Extension of Binary search algo to find the first and last index of the key value to be searched in an array

https://stackoverflow.com/questions/2218931

19-09-2019
|

Question

The problem is to extend the binary search algorithm to find all occurrences of a target value in a sorted array in the most efficient way. Concretely speaking, the input of the algorithm is (1) a sorted array of integers, where some numbers may appear more than once, and (2) a target integer to be searched. The output of the algorithm should be a pair of index values, indicating the first and last occurrence of the integer in the array, if it does occur. The source code could be in c#, c, c++.

Also, what is the max and min number of comparisons that we might need to find the indexes?

Solution

If you are a little clever you can define two different binary search functions. One will return the index of the first appearance of the searched for value and the other will return the last appearance of the searched for value. From your knowledge of binary search, you should be able to determine the maximum and minimum number of comparisons.

Using two binary searches should be the fastest method on average in my opinion.
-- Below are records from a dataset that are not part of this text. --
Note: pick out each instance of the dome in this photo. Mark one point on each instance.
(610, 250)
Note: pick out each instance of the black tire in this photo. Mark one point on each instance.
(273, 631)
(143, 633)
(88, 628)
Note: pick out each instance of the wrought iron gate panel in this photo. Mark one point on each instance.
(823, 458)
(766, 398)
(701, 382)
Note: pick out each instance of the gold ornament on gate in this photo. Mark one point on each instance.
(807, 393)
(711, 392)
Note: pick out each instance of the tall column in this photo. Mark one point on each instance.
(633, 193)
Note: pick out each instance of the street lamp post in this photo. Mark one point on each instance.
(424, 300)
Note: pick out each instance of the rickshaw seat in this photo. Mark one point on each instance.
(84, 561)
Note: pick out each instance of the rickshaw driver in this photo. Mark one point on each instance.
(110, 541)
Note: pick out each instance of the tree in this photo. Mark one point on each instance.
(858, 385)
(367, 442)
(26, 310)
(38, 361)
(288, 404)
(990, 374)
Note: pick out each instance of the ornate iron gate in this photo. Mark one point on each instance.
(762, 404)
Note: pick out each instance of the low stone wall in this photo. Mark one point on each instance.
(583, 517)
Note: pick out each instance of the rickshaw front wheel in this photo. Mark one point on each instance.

For instance, if you use just one binary search to find the first item and search linearly afterwards the worst case would be if the entire function is the same value. For an array of length 10000, this would give 10013 comparisons in the worst case while using two binary searches would give 28 comparisons in the worst case for the same array. Of course, using the same size of array, the best case for the binary/linear search method would be 14 comparisons while the best case for two binary searches method is 26 comparisons.

** Update

Okay, here is a binary search to find the first appearance of an element in an array. I'll give you a recursive function (you can of course make it iterative and optimize this in other ways). This searches for the int val in the array a of ints. Also, I haven't been careful about finding the midpoint (if the array is really large there could be problems).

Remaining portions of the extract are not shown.